Costela gaúcha mantém soberania no espeto com preços mais acessíveis
Nem foi necessária uma redução drástica nos valores para que um dos cortes mais emblemáticos do Rio Grande do Sul continuasse reinando absoluto nas churrasqueiras. A costela, verdadeiro símbolo do churrasco considerado "raiz" pelos gaúchos, apresentou uma significativa queda de preço ao longo do último ano na Região Metropolitana de Porto Alegre, reforçando ainda mais a preferência histórica dos consumidores por este corte tradicional.
Queda de preços consolida preferência do consumidor
Mesmo em estabelecimentos que oferecem uma ampla variedade de cortes, incluindo opções como vazio, maminha e galeto, a escolha dos clientes segue sendo majoritariamente pela costela. "O pessoal busca o churrasco clássico, o costelão. É o que mais sai aqui", afirma Marcelo Britti, proprietário de uma casa especializada em churrasco.
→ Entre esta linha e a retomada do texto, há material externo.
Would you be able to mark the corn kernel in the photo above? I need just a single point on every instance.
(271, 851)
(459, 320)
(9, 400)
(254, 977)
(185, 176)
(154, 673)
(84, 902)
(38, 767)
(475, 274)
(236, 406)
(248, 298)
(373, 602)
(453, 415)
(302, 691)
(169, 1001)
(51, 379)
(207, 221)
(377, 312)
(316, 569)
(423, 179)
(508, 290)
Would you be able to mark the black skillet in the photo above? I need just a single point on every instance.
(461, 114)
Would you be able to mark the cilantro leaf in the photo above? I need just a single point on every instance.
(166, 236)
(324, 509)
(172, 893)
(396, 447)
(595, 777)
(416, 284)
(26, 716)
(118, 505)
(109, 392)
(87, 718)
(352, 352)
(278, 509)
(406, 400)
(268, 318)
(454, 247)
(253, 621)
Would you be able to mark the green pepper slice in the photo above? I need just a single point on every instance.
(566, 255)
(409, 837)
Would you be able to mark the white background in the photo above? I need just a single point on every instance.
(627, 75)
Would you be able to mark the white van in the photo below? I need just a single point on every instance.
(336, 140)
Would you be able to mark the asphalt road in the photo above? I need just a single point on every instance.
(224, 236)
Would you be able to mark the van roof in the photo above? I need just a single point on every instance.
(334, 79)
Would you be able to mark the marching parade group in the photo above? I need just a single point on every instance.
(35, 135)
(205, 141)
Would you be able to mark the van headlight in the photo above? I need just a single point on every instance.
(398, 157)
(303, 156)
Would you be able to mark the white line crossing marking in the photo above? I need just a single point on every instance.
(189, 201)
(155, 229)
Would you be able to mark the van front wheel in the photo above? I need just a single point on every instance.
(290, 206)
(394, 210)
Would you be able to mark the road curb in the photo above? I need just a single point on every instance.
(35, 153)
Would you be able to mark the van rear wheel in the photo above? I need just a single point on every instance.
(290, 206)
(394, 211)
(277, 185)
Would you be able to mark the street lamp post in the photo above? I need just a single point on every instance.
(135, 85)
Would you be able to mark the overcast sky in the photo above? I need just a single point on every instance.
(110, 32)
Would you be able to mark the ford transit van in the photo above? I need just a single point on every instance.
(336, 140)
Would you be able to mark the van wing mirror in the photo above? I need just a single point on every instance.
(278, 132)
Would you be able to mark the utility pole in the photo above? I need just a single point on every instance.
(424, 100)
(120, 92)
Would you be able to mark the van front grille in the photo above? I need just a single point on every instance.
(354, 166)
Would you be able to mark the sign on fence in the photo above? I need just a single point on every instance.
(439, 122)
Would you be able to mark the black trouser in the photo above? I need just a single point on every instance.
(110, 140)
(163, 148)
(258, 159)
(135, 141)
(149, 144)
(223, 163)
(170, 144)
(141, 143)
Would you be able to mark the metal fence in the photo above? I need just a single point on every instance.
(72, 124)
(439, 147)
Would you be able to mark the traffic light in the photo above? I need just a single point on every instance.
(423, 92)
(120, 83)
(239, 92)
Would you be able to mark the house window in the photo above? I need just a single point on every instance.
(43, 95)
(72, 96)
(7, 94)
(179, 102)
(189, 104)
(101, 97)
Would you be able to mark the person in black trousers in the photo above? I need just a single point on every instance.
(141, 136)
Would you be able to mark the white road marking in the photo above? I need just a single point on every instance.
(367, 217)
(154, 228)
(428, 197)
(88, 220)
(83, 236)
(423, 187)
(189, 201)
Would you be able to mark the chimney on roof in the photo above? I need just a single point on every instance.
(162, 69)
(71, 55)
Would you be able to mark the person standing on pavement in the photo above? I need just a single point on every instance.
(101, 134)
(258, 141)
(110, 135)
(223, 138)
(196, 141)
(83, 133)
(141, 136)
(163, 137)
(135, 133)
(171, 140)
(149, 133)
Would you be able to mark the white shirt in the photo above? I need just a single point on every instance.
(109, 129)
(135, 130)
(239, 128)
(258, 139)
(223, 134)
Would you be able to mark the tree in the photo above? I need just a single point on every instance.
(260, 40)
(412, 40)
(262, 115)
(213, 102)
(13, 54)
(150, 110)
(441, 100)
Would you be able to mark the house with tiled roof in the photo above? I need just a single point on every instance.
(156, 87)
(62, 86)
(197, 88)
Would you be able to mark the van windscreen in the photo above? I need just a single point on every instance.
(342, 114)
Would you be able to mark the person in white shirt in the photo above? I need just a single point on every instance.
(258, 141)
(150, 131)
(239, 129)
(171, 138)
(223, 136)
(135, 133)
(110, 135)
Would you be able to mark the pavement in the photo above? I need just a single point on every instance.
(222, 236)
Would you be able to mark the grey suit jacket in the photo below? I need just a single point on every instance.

Segundo dados oficiais do IPCA, a costela se destacou como um dos cortes com maior redução de preço no ano passado na Grande Porto Alegre, registrando uma queda expressiva de 4,27%.
Atualmente, o quilo da costela é comercializado por valores inferiores a R$ 20, tornando-a uma opção ainda mais atrativa para os consumidores. Apenas a paleta apresentou recuo maior, com 6,33% de redução. Outros cortes como músculo e acém também se tornaram um pouco mais acessíveis, porém sem alcançar a mesma popularidade da costela entre os gaúchos.
Oferta ampliada explica redução nos valores
A explicação para este alívio nos preços da costela está diretamente relacionada a uma oferta ampliada no mercado. Como o consumo deste corte no estado do Rio Grande do Sul é significativamente superior ao verificado em outras regiões do país, os comerciantes precisam buscar parte da carne em outros estados para atender adequadamente à demanda local. "Outros estados não consomem tanta costela quanto o Rio Grande do Sul. Então, ela acaba vindo de fora para suprir", explica Edgar Barbieri, proprietário de um centro comercial especializado em carnes.
Dados da Ceasa revelam que mais de 1,3 mil toneladas de costela foram comercializadas apenas no ano passado, demonstrando o volume impressionante deste mercado. Enquanto isso, cortes considerados mais nobres, como contrafilé, coxão de dentro, alcatra e picanha, registraram aumentos significativos de preço, com o contrafilé liderando essa alta com mais de 6% de aumento.
Fatores econômicos e tradição cultural
O professor Júlio Barcellos, da Universidade Federal do Rio Grande do Sul (UFRGS), analisa que o consumo elevado de cortes nobres no período pós-pandemia, incluindo filé e entrecot, exerceu pressão sobre os preços dessas carnes, deixando a costela relativamente mais barata em comparação. O especialista projeta que este cenário deve permanecer estável durante o primeiro semestre de 2026, mantendo a costela como uma opção acessível para os consumidores.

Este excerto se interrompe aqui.